Bei Stuttgart und Bremen hatte der geneigte Zuschauer lange Zeit das Gefühl, dass sie nicht in den Keller der Bundesliga gehören. Die Leistungen zu Beginn der Saison waren gut, nur Punkte holten beide Teams nicht. Stuttgart versemmelte Chance um Chance, Werder Bremen fing ein unglückliches Gegentor nach dem nächsten. Mittlerweile haben sich die Leistungen beider Teams an den Tabellenstand angepasst. Das direkte Aufeinandertreffen war ein Kampf- und Krampfspiel.

Bundesliga-Standard

Stuttgarts Ex-Coach Alexander Zorniger nannte sein Hau-Ruck-Pressing »alternativlos«. Interimstrainer Jürgen Kramny hat das System bereits nach zwei Spieltagen komplett umgekehrt. Vom frühen Anlaufen ist nichts mehr zu erkennen. Stattdessen spielt Stuttgart mit einem stabilen, unspektakulären 4-2-3-1-System. Den Zugriff sucht die Elf erst im Mittelfeld.

Bremen wiederum steht unter Trainer Victor Skripnik für Konterfußball. In Stuttgart baute Werder sich in einem 4-1-4-1 auf und überließ den Stuttgartern das Spiel. Beide Teams waren nicht um Tempo bemüht. Stattdessen war die Partie geprägt von Duellen im Mittelfeld – unterdurchschnittliche Bundesliga-Kost.

Stuttgart mit gutem Flügelspiel

Im Duell der passiven Strategien erwischte Stuttgart die bessere erste Halbzeit. Sie attackierten vorwiegend über die Flügel. Kapitän Christian Gentner stieß aus dem Mittelfeld nach vorne, Zehner Daniel Didavi wich häufig aus. Somit konnte Stuttgart relativ leicht Überzahlen auf dem Flügel herstellen.
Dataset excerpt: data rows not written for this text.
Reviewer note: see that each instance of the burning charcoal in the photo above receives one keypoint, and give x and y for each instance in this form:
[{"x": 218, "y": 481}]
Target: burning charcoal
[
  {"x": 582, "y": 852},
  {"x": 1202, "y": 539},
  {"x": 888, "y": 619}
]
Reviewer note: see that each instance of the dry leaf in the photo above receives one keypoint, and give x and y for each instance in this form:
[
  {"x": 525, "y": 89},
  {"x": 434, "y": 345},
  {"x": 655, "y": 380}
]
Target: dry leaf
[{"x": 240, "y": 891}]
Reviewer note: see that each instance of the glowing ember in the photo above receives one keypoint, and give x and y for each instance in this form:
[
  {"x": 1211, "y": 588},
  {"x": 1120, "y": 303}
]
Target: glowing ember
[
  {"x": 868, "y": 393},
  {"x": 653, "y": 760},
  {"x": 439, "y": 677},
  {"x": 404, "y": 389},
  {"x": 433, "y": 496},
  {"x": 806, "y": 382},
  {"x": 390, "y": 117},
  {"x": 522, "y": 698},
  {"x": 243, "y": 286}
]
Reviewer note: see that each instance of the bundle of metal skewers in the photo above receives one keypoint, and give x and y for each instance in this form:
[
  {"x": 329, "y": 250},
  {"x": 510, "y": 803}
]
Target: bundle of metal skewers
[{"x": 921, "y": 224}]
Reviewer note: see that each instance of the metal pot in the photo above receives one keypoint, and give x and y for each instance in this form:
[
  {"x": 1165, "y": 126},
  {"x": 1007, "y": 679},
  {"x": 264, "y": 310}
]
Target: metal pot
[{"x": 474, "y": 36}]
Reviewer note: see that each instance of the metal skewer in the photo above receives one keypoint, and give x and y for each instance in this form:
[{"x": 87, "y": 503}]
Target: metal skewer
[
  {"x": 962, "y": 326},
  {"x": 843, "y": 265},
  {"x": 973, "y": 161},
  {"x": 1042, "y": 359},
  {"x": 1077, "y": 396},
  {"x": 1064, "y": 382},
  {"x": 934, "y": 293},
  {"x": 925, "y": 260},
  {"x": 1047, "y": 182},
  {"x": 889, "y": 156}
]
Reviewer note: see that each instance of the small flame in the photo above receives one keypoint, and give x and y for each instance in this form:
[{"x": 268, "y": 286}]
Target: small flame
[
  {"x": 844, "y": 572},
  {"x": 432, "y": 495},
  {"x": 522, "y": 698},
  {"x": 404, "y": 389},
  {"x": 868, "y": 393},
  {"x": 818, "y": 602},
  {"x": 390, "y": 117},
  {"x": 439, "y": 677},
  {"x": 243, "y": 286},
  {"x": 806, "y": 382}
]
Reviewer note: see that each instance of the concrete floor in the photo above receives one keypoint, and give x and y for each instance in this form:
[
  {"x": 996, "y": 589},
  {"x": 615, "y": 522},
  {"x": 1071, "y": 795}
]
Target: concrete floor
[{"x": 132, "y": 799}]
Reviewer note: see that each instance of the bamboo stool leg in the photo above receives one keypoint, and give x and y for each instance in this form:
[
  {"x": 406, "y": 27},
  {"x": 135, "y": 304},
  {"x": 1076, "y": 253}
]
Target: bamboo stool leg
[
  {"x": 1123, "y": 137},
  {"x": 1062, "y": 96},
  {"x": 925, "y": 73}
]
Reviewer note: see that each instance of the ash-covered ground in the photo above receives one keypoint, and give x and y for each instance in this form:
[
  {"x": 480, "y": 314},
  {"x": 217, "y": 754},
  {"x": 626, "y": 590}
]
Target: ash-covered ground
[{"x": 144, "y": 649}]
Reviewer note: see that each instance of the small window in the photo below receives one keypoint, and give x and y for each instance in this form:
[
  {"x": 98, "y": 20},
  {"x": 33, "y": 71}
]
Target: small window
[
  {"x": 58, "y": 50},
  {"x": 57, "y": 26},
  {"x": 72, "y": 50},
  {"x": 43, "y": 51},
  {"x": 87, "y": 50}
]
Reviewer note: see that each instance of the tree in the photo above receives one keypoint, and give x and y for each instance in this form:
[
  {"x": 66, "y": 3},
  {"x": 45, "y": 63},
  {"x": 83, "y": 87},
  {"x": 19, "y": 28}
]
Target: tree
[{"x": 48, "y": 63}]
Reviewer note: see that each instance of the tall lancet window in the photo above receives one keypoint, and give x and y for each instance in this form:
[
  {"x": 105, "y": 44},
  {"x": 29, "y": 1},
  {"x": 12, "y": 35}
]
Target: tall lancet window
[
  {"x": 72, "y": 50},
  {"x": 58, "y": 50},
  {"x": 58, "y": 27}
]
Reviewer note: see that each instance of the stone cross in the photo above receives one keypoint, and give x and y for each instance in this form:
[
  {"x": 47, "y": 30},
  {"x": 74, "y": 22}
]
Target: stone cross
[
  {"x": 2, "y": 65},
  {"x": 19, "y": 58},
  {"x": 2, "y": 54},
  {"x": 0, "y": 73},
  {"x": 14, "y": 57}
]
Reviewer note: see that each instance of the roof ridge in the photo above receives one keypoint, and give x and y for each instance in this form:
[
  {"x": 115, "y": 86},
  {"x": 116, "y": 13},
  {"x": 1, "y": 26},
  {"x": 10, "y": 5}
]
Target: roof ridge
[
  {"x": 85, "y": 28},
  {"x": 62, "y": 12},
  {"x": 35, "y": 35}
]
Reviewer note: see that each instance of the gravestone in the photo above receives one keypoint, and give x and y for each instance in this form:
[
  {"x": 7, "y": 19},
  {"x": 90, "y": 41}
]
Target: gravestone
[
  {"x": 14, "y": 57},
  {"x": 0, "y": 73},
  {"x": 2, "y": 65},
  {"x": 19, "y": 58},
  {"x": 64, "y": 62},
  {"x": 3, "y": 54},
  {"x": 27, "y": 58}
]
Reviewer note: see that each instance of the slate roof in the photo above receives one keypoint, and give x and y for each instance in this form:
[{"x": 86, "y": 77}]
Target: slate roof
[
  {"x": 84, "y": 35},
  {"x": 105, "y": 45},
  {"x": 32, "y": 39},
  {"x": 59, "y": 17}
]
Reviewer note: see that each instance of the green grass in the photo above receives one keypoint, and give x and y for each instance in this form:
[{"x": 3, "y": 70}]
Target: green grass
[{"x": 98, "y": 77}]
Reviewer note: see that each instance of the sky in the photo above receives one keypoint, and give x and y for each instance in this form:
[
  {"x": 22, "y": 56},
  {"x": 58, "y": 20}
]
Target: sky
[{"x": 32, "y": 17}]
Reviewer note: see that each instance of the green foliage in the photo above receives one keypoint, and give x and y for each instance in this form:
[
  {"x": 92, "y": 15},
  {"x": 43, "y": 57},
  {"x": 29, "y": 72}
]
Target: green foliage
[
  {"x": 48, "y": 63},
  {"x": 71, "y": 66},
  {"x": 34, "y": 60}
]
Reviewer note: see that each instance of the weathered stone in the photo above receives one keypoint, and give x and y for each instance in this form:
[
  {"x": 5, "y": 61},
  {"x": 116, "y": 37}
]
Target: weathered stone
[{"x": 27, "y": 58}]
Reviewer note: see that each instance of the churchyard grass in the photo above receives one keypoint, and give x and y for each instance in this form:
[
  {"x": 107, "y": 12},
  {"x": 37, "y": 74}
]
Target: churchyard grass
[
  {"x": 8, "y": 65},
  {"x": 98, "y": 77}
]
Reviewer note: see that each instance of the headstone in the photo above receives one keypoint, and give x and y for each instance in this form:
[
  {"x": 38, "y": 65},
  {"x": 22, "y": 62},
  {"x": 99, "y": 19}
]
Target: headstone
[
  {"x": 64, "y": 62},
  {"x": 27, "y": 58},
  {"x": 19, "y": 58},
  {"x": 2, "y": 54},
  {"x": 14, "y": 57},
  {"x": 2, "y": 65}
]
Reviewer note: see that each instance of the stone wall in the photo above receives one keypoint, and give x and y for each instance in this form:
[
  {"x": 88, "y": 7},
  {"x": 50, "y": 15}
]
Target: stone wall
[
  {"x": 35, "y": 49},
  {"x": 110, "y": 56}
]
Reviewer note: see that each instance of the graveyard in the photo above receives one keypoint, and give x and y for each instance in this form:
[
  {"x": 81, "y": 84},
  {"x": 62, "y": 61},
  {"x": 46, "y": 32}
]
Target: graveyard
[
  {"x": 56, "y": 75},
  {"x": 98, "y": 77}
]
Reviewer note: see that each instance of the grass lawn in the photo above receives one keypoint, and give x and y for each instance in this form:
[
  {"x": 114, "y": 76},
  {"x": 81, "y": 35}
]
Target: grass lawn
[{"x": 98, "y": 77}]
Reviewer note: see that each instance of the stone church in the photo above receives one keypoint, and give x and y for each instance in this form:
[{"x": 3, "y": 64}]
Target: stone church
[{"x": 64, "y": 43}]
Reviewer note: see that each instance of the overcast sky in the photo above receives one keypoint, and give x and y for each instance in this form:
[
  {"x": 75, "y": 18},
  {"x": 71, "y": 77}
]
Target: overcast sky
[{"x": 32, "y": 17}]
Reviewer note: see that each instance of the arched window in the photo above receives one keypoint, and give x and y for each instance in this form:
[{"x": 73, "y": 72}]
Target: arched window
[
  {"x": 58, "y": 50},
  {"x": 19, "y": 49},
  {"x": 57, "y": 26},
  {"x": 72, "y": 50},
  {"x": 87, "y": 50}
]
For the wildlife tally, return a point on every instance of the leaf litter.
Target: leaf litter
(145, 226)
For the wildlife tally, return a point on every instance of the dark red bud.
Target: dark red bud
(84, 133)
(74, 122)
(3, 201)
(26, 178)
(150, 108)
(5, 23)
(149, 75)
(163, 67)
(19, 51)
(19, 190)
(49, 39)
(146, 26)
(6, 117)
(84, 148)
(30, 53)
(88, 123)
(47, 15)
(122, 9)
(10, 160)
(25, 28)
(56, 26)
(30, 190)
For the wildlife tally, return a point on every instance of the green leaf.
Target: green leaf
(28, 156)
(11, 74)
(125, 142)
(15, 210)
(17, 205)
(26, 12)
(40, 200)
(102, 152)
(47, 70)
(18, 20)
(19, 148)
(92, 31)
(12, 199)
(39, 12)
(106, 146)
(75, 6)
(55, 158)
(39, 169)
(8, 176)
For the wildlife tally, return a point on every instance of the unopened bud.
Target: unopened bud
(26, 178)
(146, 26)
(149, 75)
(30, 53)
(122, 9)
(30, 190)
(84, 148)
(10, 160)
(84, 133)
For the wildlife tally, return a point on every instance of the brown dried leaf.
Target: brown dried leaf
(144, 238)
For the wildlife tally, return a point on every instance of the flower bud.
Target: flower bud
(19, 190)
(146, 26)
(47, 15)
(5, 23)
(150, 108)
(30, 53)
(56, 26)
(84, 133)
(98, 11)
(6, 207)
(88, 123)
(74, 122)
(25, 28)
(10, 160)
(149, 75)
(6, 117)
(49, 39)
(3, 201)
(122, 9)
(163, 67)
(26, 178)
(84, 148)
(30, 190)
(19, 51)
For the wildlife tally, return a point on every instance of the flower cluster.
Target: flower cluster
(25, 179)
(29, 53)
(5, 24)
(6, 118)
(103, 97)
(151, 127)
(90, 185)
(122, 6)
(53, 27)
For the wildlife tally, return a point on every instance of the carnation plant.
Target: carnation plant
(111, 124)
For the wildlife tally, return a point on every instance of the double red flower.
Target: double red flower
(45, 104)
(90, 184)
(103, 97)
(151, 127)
Werder hatte große Probleme mit diesen Flügelangriffen. Die Außenstürmer ließen sich weit zurückfallen, konnten dadurch keinen Druck auf die Außenverteidiger aufbauen. Zugleich fehlten sie für mögliche Konter. Stuttgart konnte oft das Spiel mit langen Bällen von den Außenverteidigern auf die Außenstürmer aufbauen. So fiel auch der Stuttgarter Führungstreffer (33.).